More void sailings could be on the horizon as China-US trade volumes fall
US imports from China fell by 9
US imports from China fell by 9.3 per cent in September, marking a fifth consecutive month of declines year on year, while imports from Asia overall grew by just 0.6 per cent.
Carriers have responded by blanking 37 sailings in October and November after a weak peak season and without the spot rate spike they experienced during the 2018 peak season, reported IHS Media.
Imports from all of Asia were up two per cent in the first nine months of the year compared with the same period in 2018. However, imports from China declined by five per cent year to date.
The modest growth in imports from all of Asia demonstrates that the ability of some retailers and manufacturers to shift sourcing to other countries in North and Southeast Asia was limited. Furthermore, the front-loading of 2019 imports in autumn 2018 built up inventories at distribution warehouses, preventing those merchandise imports from being imported in early 2019.
Imports from Asia rose by 1.1 per cent in January, then fell 13.6 per cent in February and 9.7 per cent in March, year on year.
Total US containerised imports from the world rose each month this year except in February, when the impact of factory shutdowns in Asia over the Lunar New Year holiday was felt, so a shift of sourcing to non-Asian countries may also be occurring.
Given the downward momentum in imports this year, over-capacity in the eastbound transpacific trades could worsen. To stop freight rates from dropping in the final months of the year, carriers may have no choice but to blank individual sailings and suspend entire vessel strings as the trade enters the slack winter period.
THE alliance of Hapag-Lloyd, Yang Ming, and Ocean Network Express (ONE) is suspending a service from Central and South China to the US east coast from November until March 2020.
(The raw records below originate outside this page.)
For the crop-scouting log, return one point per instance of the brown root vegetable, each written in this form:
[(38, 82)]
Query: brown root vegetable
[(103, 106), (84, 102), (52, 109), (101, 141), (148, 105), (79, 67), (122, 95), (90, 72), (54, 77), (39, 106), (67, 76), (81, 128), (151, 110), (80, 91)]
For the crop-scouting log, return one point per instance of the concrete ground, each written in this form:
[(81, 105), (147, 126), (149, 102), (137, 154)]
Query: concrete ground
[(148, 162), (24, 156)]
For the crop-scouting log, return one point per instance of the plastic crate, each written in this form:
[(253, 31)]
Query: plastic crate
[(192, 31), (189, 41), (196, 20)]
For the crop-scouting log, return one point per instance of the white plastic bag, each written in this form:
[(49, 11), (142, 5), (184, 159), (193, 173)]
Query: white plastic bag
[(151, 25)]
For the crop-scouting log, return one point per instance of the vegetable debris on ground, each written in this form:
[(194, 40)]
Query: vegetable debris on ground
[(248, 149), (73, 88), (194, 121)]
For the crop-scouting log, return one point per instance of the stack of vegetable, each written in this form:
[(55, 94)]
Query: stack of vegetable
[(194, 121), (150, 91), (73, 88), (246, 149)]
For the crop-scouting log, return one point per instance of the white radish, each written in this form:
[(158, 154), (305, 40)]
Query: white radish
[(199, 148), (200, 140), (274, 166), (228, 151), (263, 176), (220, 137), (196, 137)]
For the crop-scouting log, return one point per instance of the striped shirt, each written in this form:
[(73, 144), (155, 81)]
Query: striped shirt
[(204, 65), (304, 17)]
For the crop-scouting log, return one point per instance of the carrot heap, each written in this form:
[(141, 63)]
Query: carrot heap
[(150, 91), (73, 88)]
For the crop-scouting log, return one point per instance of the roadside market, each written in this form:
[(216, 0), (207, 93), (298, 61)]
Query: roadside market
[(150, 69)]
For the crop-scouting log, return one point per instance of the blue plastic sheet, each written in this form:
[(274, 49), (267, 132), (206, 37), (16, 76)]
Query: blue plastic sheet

Shipping lines continue to anticipate that imports from China will rise in November because a fourth round of tariffs is due to be implemented on December 15. Those duties on US$300 billion of imports will hit a number of consumer products that have not yet been under tariff.
Global Port Tracker, published by the US National Retail Federation and Hackett Associates, forecasts that imports in November will rise by 8.8 per cent, but then drop by 9.8 per cent in December year on year.